# Genuine Problem: Several Fault Codes Pertaining to Camshaft



## arjun90 (Jun 16, 2015)

Fault Codes:
18405
- 18405/P1997/006551 - Friction too High; Exhaust Cam Adjustement Bank 1

16399
- 16399 - Bank 1: Camshaft B (Exhaust): Advance Setpoint not Reached (Over-Retarded) 

18406
- 18406/P1998/006552 - Friction too High; Intake Cam Adjustement Bank 2

18404
- 18404/P1996/006550 - Friction too High; Intake Cam Adjustement Bank 1

Mechanical Sounds suddenly appeared from the engine while I was on the highway today; first I thought it was coming from another vehicle, but after exiting the highway, realized it was coming from my vehicle. A bit frustrated as to where to begin and how to resolve. I do know for the last several months, for the first several seconds during cold starts, there would be characteristic rattle / squeak sounds; wasn't sure if this was pulley related, but seems like the issue built up to the point where the above mentioned fault codes surfaced. Its a little difficult to point to the direct source of the sound. 

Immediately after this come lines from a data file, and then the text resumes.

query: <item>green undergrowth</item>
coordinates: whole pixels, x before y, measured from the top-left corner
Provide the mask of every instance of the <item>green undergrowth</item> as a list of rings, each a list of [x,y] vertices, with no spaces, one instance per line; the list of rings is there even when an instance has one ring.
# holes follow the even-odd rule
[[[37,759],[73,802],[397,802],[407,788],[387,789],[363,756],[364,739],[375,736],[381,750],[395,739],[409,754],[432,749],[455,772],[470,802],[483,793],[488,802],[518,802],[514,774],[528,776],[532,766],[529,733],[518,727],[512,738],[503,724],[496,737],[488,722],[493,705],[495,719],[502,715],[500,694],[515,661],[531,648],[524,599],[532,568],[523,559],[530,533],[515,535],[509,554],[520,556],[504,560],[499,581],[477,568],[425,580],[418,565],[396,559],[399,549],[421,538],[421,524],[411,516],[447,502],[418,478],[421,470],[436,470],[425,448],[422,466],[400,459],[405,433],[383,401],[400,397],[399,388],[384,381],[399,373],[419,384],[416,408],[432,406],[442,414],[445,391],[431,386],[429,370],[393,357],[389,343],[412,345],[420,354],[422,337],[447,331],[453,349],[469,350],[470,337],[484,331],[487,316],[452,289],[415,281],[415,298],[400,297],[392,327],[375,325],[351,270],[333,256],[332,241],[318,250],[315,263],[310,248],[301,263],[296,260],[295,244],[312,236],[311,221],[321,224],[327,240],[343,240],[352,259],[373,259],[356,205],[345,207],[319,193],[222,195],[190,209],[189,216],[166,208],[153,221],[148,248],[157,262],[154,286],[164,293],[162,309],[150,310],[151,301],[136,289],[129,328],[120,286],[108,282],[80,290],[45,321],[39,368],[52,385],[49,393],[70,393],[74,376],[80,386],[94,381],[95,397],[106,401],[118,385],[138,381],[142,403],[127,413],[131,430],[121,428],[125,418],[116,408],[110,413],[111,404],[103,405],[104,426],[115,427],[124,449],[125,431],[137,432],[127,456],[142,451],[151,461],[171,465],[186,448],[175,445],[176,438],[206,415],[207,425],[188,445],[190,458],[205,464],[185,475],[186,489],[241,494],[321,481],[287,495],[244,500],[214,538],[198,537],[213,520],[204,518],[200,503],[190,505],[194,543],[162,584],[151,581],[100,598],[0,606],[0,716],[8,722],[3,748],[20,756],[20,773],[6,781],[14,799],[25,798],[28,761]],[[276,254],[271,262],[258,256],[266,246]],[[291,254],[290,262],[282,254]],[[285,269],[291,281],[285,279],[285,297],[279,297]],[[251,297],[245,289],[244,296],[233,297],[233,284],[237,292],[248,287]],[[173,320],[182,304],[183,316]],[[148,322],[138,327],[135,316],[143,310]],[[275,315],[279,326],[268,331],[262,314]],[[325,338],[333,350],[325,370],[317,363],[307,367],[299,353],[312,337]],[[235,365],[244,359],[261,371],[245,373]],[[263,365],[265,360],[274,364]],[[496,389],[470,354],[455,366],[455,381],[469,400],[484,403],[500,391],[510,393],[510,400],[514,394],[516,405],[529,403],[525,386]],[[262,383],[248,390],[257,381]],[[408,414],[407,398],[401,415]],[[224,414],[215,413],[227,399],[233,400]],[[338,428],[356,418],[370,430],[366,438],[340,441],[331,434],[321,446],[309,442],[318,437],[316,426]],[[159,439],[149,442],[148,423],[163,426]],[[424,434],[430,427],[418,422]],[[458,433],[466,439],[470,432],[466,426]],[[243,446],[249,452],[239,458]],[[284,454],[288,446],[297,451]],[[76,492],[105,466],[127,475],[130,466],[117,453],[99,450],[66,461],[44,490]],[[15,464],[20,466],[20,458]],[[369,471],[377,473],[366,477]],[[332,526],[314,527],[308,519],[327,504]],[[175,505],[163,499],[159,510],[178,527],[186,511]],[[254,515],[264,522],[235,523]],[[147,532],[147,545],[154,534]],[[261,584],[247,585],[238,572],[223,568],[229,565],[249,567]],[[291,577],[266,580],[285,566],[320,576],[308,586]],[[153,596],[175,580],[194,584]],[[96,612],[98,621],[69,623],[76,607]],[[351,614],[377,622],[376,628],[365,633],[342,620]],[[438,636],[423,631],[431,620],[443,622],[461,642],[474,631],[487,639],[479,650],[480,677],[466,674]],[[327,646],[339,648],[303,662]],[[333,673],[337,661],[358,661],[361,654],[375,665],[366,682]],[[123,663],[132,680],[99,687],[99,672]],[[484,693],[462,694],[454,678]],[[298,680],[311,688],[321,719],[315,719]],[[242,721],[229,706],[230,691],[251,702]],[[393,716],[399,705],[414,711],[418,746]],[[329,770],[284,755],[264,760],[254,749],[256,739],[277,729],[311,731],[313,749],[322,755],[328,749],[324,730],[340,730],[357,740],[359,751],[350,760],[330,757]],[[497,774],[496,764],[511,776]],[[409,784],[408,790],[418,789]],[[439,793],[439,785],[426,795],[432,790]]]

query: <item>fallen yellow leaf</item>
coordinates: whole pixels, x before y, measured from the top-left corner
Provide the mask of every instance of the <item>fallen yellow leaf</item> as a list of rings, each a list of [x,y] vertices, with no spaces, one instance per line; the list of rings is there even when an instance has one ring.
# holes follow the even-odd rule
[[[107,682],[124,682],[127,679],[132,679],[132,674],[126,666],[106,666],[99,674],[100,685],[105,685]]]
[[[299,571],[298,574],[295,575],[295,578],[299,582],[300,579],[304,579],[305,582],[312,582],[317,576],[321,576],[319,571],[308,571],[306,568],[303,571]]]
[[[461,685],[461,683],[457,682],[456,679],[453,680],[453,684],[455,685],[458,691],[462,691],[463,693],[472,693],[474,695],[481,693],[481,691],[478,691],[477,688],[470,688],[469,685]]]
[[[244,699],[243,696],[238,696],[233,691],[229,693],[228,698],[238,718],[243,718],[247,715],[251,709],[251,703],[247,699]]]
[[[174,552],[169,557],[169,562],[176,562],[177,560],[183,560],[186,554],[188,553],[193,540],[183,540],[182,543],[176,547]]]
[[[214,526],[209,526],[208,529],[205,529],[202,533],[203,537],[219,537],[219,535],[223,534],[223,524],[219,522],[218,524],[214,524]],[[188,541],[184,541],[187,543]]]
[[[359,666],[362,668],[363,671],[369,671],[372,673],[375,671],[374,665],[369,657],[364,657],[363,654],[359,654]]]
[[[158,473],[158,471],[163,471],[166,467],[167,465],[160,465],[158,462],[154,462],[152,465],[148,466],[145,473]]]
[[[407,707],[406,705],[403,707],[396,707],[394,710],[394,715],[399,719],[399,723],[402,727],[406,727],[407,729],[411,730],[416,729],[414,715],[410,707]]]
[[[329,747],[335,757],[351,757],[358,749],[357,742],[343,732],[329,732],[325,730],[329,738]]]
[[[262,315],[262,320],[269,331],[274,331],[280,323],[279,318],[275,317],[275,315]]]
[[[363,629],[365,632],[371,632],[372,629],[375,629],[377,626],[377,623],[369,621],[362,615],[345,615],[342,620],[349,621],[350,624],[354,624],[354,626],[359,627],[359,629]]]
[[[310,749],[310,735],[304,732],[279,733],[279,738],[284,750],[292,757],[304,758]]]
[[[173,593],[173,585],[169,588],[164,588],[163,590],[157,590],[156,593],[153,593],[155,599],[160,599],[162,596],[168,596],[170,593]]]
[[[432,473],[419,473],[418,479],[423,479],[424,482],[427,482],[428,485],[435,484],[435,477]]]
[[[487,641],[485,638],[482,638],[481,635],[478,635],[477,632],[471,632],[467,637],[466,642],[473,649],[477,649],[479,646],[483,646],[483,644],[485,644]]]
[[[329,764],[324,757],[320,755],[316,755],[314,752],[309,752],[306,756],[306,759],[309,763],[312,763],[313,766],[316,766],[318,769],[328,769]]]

Guidance would be greatly appreciated. Thank you.


----------



## arjun90 (Jun 16, 2015)

I opened the timing belt covers and was distraught to see the timing belt partially torn; felt it rubbing against the timing belt cover. Could this have given rise to the fault codes disclosed in my initial post, or are the fault codes indicating further damage as a result of the timing belt failure?


----------



## arjun90 (Jun 16, 2015)

Took a picture of the timing belt failure, seems like the belt is trying to push out; a timing belt should fail like this, any idea?


----------